Gen Ficathon entry

Jun 01, 2004 20:43

Title: If They're Scared Enough
Author: Malecrit
For: zeelee_penguin
Challenge: Tom Riddle's first day at Hogwarts School. Conditions: He must meet Minerva McGonagall.
Notes: I'm sorry that Minerva didn't play a very big role in this. And good God, I want to punch this OC, even if he is only an eleven year-old boy. Also, this is so short/constrained because it wants to be huge and not something that just fits into a day. Lame excuse, I know, but still. And I obviously could not think of a title. [/obnoxious apologies]

------

There were thirty-two rounds of applause on that first night, and one long silence.

Tom Riddle pulled the ancient, rumpled hat from his head and stepped down from the stool, the boards of the wooden dais creaking under his feet. He went down the steps--one, two--and the sound issued through the Great Hall. The students at their House tables began to shift uncomfortably on the long benches and a Hufflepuff coughed, but all of them watched Tom.

"Did he say 'Riddle'? Have you heard of any Riddles before?" a Ravenclaw girl finally whispered to her friend, and by the time Tom reached his seat, the question was being repeated all throughout the room.

Only not at the Slytherin table, because they already knew the answer.

In the morning, a sneering boy stood over Tom as he knelt to tie his shoes, the laces slipping through his fingers like liquid.

"So, Riddle, is it?" the boy asked in a tone so casual it was clearly calculated. "What sort of name is that? Never heard of any Riddles before. Oi, Travers, you know any Riddles?"

"Riddle? No. Don't know any Riddles," the boy named Travers replied as he flattened his wayward fringe before a mirror.

"Y'see, Riddle, Travers--that's a wizarding name. I'm Parkinson. That's another," the first boy explained. Tom could hear his teeth scrape together as he clenched his jaw, trying to get a hold of his shoelaces. "Riddle, that's not a wizarding name. So's your father a Muggle, then? Where'd you grow up? A barnyard, rolling about in the mud with all the other animals? Why don't you go to Gryffindor with all the Muggle-lovers who like that sort of filth?"

Tom breathed in sharply through his nose and closed his eyes as he felt his shoelaces wriggle away from his grasp once more.

"Wh--wh--what the...!" Parkinson exclaimed, stumbling backwards into Travers and dropping his wand.

When Tom opened his eyes, he saw a pair of snakes advancing resolutely toward the other boys. The eyelets of his shoes were empty.

On his way to his final class of the day, Tom wandered the castle in search of the Transfiguration room. Going up a flight of stairs, he found himself in a quiet part of the school. His footsteps sounded hollow against the flagstones, but soon others joined them.

"Here's a riddle," a voice called after Tom. "What dies but doesn't decay?"

Tom looked over his shoulder and there was Parkinson, with Travers sniggering beside him.

The two boys drew up alongside Tom, and Parkinson supplied the answer himself, chortling, "A Mudblood, because he's already dirt!"

Tom swallowed thickly and made for the flight of stairs that seemed to spring up out of nowhere.
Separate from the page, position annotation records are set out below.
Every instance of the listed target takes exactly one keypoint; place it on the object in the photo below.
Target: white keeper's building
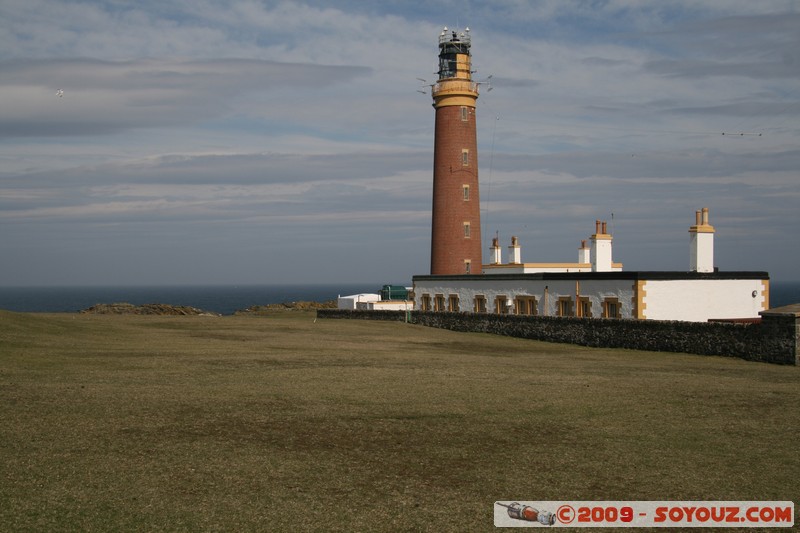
(597, 287)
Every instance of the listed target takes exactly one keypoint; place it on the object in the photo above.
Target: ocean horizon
(225, 299)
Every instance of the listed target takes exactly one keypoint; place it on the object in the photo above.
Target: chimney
(601, 249)
(514, 252)
(584, 254)
(701, 243)
(496, 252)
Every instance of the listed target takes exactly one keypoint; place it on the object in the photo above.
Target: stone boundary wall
(773, 340)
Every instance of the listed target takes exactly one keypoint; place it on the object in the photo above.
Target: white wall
(699, 300)
(351, 302)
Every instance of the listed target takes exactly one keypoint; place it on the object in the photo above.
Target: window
(584, 307)
(426, 302)
(611, 308)
(565, 306)
(452, 303)
(526, 305)
(501, 305)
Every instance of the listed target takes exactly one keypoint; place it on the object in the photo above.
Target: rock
(146, 309)
(290, 306)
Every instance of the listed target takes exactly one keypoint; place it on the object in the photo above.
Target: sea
(226, 299)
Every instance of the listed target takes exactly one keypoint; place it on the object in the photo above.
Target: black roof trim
(633, 275)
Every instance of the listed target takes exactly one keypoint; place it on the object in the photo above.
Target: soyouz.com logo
(644, 514)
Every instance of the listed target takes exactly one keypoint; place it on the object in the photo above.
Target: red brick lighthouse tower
(456, 234)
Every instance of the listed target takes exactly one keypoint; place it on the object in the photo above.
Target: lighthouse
(455, 232)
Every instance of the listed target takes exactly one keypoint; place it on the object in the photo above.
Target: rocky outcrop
(146, 309)
(290, 306)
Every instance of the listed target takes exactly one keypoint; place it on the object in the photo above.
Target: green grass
(113, 423)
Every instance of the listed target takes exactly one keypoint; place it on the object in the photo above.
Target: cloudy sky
(247, 141)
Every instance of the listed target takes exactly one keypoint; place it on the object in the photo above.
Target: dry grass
(114, 423)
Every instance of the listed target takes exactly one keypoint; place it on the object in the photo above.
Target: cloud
(245, 133)
(102, 97)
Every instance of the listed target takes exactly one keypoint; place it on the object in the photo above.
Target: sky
(260, 142)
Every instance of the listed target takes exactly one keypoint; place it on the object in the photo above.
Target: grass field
(281, 423)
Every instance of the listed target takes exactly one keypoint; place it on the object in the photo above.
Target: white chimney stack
(701, 243)
(514, 252)
(584, 254)
(601, 249)
(497, 257)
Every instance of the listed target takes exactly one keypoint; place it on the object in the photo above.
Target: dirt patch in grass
(278, 422)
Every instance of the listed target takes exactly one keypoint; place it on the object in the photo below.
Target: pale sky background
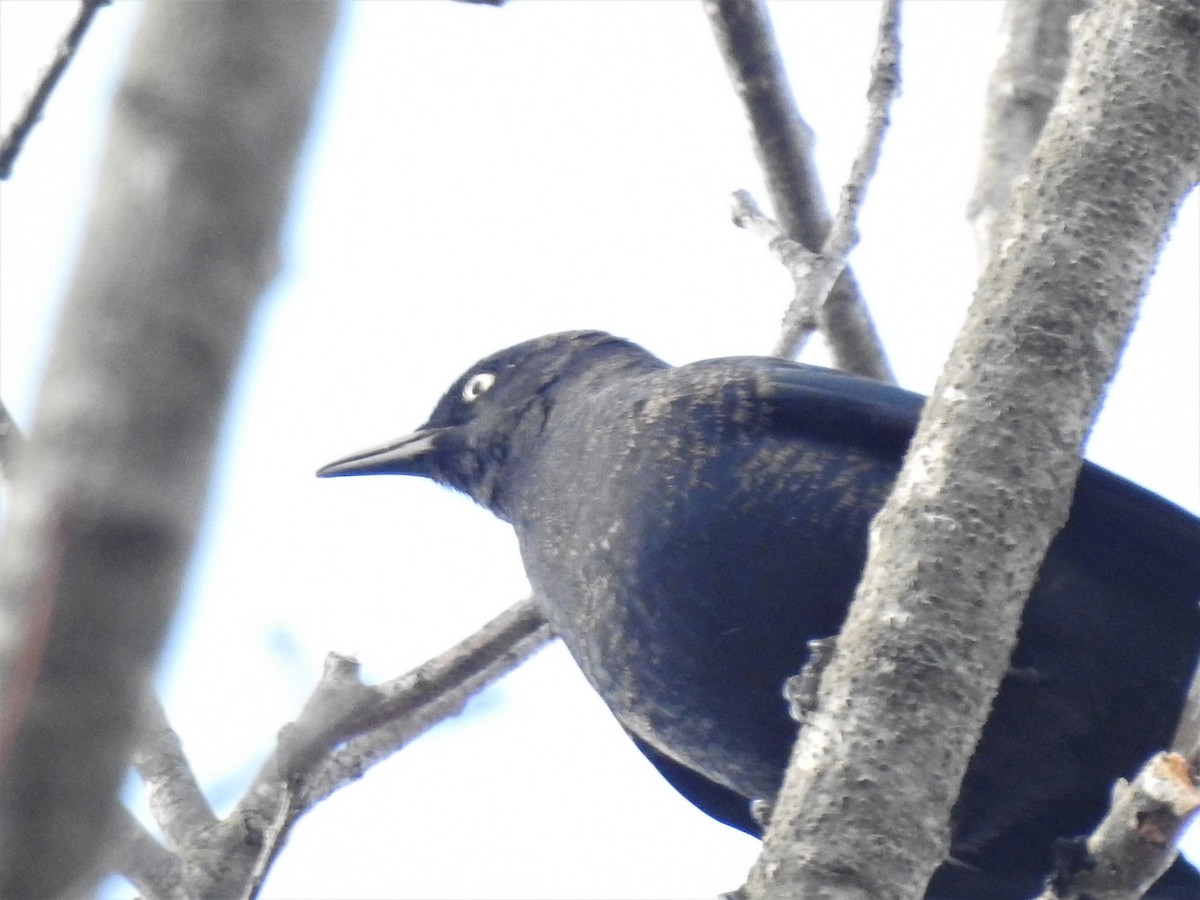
(478, 177)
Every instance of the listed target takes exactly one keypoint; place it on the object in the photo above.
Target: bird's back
(691, 528)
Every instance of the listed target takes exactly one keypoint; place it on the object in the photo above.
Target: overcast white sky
(478, 177)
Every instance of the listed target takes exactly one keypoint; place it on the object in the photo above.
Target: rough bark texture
(1023, 89)
(989, 478)
(108, 490)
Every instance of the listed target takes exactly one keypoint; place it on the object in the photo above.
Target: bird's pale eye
(478, 385)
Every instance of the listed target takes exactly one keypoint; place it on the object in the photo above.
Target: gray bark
(988, 480)
(108, 490)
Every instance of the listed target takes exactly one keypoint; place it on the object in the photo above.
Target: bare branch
(437, 690)
(177, 802)
(154, 870)
(813, 292)
(783, 142)
(960, 540)
(343, 729)
(1032, 64)
(109, 489)
(1135, 843)
(13, 142)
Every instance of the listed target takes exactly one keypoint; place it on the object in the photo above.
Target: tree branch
(343, 730)
(1021, 91)
(958, 545)
(783, 142)
(13, 142)
(108, 489)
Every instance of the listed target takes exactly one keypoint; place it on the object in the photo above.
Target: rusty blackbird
(690, 528)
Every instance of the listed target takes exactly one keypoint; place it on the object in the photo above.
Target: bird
(690, 528)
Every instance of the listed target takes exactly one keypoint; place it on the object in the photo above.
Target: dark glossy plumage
(689, 528)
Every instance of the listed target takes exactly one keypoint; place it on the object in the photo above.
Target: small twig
(430, 694)
(813, 292)
(1024, 85)
(1135, 841)
(154, 870)
(783, 142)
(177, 801)
(343, 730)
(274, 838)
(15, 139)
(1187, 733)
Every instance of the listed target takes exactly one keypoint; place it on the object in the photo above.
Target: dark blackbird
(690, 528)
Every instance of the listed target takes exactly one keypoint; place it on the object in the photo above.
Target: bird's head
(490, 419)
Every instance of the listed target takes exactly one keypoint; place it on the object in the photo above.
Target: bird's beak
(409, 455)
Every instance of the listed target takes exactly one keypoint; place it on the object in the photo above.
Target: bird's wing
(717, 801)
(815, 402)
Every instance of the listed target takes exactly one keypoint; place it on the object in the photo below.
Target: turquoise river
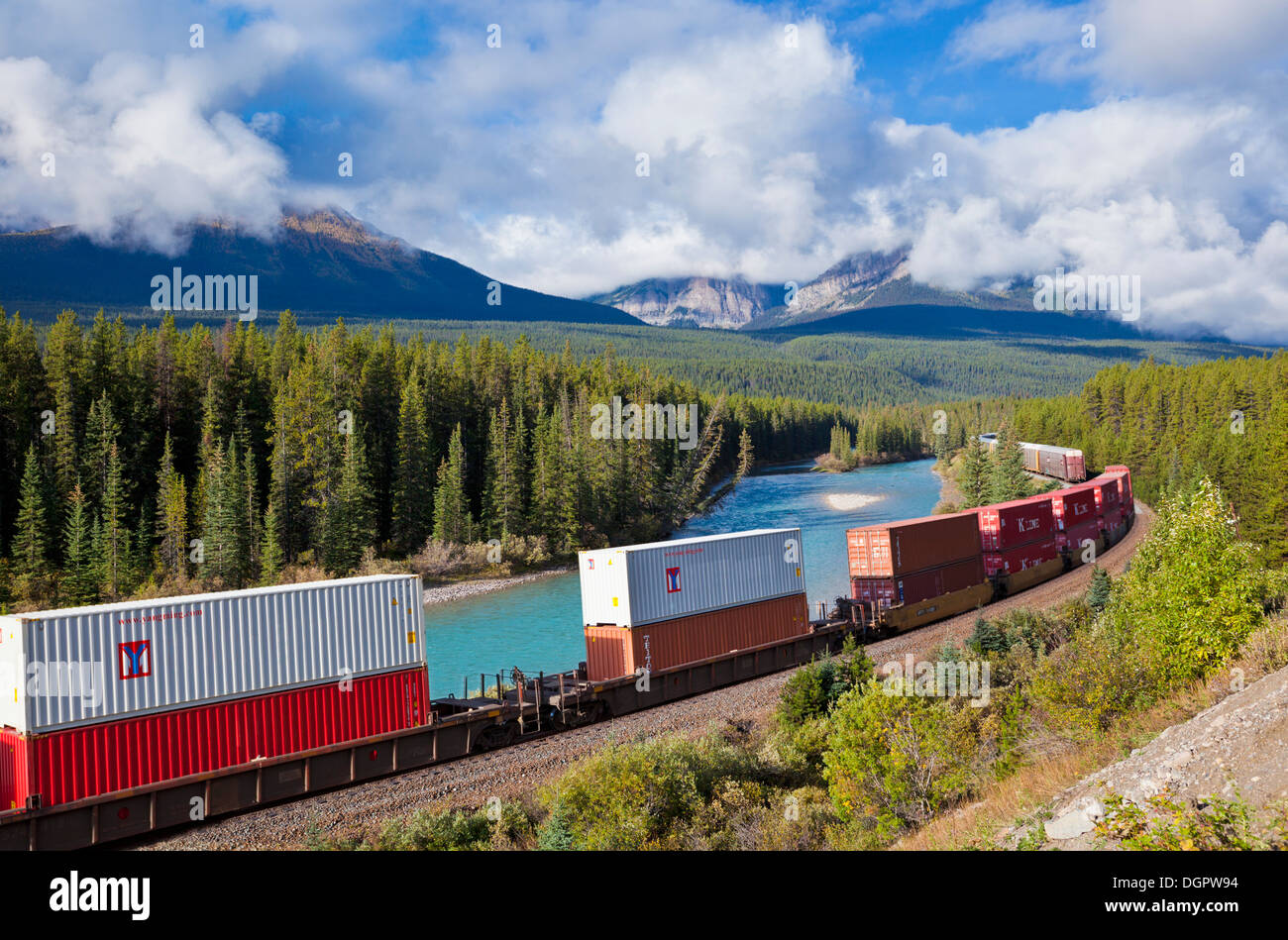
(537, 626)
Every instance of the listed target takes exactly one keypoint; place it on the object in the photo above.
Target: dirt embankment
(1237, 748)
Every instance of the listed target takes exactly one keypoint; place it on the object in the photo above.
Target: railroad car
(1060, 463)
(271, 721)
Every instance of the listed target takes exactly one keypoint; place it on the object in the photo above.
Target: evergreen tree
(1098, 595)
(270, 555)
(452, 518)
(116, 532)
(80, 574)
(973, 480)
(349, 519)
(171, 514)
(1008, 477)
(101, 436)
(746, 456)
(505, 489)
(31, 545)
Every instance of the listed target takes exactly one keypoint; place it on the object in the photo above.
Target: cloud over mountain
(773, 153)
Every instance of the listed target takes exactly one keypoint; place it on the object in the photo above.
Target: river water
(537, 626)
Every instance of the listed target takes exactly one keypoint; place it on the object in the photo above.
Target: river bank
(460, 590)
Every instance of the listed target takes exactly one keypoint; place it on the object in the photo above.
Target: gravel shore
(468, 588)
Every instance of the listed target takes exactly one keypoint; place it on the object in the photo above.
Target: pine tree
(80, 574)
(452, 519)
(31, 544)
(270, 555)
(1008, 477)
(349, 518)
(116, 532)
(413, 494)
(1098, 595)
(101, 436)
(746, 456)
(171, 514)
(503, 498)
(973, 480)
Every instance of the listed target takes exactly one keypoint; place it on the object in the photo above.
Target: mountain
(323, 262)
(694, 301)
(861, 281)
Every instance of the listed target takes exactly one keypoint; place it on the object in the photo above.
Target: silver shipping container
(645, 583)
(78, 666)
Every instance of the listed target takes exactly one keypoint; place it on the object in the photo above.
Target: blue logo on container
(136, 658)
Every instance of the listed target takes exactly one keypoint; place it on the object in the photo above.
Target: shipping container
(93, 760)
(911, 588)
(1008, 524)
(1107, 489)
(1020, 557)
(635, 584)
(1072, 506)
(63, 669)
(1126, 494)
(1061, 463)
(613, 652)
(892, 550)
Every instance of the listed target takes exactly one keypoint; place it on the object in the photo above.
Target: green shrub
(812, 689)
(456, 829)
(1193, 592)
(1164, 824)
(987, 638)
(1090, 682)
(898, 760)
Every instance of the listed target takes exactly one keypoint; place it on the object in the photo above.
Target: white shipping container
(78, 666)
(645, 583)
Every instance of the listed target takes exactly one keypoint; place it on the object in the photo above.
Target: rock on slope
(1237, 746)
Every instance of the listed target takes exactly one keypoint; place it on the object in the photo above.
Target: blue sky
(767, 158)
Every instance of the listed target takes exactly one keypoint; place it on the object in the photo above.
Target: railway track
(509, 773)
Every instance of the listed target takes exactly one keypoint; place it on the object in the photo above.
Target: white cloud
(767, 161)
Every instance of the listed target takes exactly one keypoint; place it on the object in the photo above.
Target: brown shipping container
(612, 652)
(912, 588)
(896, 549)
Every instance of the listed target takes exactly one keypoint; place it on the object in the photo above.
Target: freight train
(911, 574)
(1060, 463)
(124, 719)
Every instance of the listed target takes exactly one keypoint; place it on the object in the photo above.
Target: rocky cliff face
(851, 281)
(704, 301)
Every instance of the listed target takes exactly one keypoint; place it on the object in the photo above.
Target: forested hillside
(857, 369)
(1227, 420)
(134, 459)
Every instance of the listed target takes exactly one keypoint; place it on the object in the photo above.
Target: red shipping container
(613, 652)
(914, 545)
(1107, 492)
(93, 760)
(919, 586)
(1019, 522)
(1020, 557)
(1073, 539)
(1073, 506)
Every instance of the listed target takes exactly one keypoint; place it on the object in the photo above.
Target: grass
(1021, 798)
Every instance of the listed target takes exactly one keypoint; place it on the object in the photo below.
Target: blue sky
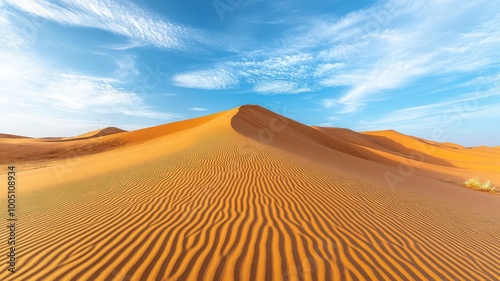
(425, 68)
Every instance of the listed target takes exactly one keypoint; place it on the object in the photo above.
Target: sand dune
(100, 133)
(247, 194)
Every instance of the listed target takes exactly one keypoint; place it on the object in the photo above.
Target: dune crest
(247, 194)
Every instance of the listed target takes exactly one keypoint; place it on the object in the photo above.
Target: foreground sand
(206, 202)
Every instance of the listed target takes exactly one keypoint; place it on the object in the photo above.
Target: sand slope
(238, 196)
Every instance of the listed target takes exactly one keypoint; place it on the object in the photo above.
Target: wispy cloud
(198, 109)
(478, 104)
(208, 79)
(140, 26)
(37, 88)
(280, 87)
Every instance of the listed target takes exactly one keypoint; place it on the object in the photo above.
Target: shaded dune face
(231, 203)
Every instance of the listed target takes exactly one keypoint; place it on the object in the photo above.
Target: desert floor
(249, 195)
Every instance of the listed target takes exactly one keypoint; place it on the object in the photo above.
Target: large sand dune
(247, 194)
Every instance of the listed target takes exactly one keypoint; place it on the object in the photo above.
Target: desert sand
(247, 194)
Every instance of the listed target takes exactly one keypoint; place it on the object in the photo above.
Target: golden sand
(249, 195)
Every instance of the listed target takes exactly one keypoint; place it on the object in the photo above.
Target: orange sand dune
(247, 194)
(101, 132)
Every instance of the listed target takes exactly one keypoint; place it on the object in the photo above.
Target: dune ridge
(213, 202)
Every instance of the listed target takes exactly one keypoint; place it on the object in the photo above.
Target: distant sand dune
(204, 201)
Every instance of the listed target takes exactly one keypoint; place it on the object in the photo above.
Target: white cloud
(477, 104)
(198, 109)
(280, 87)
(124, 18)
(391, 45)
(44, 95)
(207, 79)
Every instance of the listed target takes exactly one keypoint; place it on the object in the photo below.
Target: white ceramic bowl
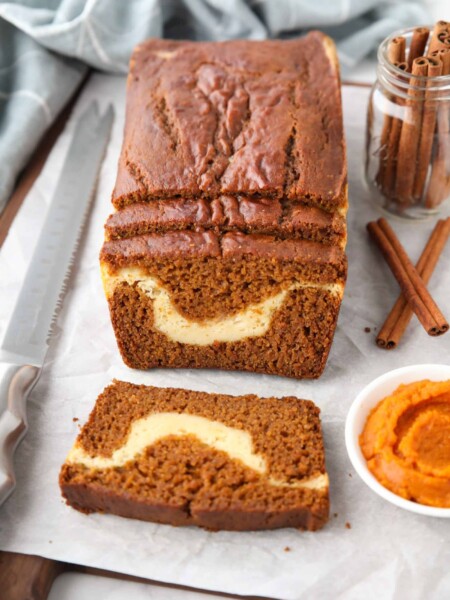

On his heels, Parkinson laughed, poking at Tom's thin shoulder.

"Isn't that a laugh, Riddle? What do you think of that? What do you think, Riddle? Can't even use a wand, can you? Even babies could turn shoelaces into snakes if they're scared enough."

Tom's feet hit the landing and two cries rang out behind him, and there was a girl before him suddenly, Transfiguration book tucked beneath her arm. She looked past Tom, her eyes went round behind her square spectacles, and he finally thought to turn around. The staircase was moving downward behind him like an escalator and Parkinson and Travers landed in two great heaps at its foot. Tom wasn't even touching his wand.

The girl drew herself up straight. "What happened?"

Tom glimpsed the scarlet edging her robes; heard the moving staircase grind to a halt behind him. The girl gave him a look like the headmaster at the orphanage always had, her lips pressed tightly together, thinking about rules Tom hadn't meant to break, only now it was "no magic in the corridors" instead of "no getting into the buttery, which locks from the outside and the keys weren't even filched."

Her expression softened slightly, and she changed her question to "What's your name?"

"Tom."

"I'm Minerva McGonagall," the girl replied.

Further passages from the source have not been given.